Podemos observar, pela sequência do diálogo, que a palavra conflito está sendo tomada em outro sentido. Professora e aluno não compartilham um mesmo significado - o aluno toma conflito como briga, discussão, desentendimento. Como ele mesmo diz: O conflito é a mulher!. A professora ri e não se propõe a trabalhar com a dubiedade revelada. A professora não interfere mais. Vemos, também, o funcionamento da reversibilidade da lógica dos contos tradicionais, na resposta do aluno 3 - se o beijo desencanta, também deve encantar novamente.
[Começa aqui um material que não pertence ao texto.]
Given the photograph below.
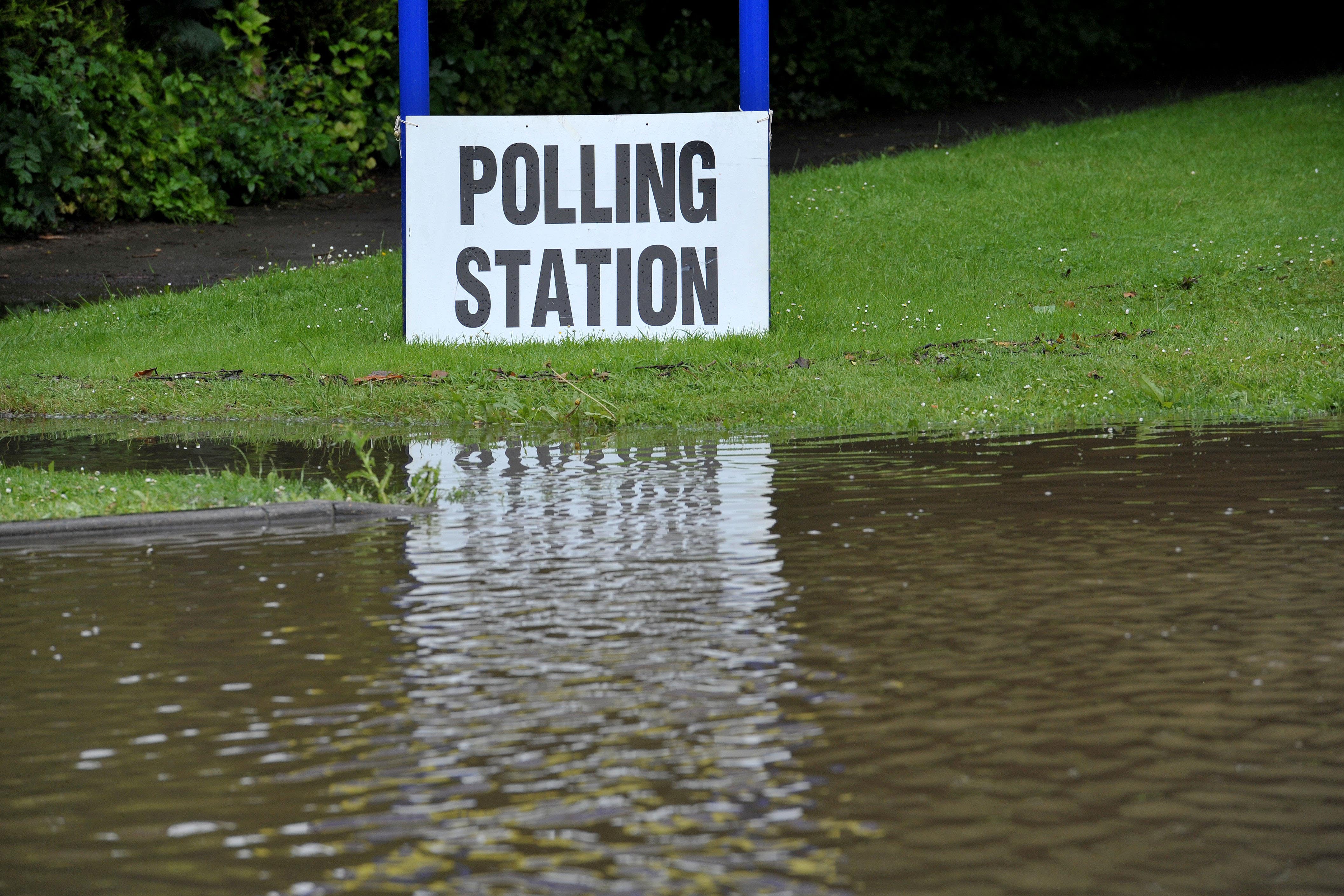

Sua experiência como leitor/ouvinte de contos tradicionais permite-lhe antecipar uma inversão e, com isso, a possível resolução do conflito. O fato de o aluno poder expressar sua vivência anterior, o fato de se apoiar nesta experiência para poder compreender a história, para antecipar, para poder inverter certa lógica, o leva, pensamos, implicitamente, a uma relativa consciência de seu próprio universo discursivo, de como conta com ele para ser responsivo ao texto lido. E encontra eco na apreciação positiva da professora, que simetriza com ele: Muito bem. Você saberia o que fazê nesta situação! Além disso, o episódio descrito revela, também, como o próprio escritor da história contava com essa experiência, com esse conhecimento do leitor para entender e apreciar seu conto O príncipe desencantado se, por um lado, um beijo pode desencantar uma princesa, por outro pode deixar um príncipe desencantado, desiludido com ela; se um beijo pode desencantar, também pode encantar novamente e livrar um príncipe de um problema.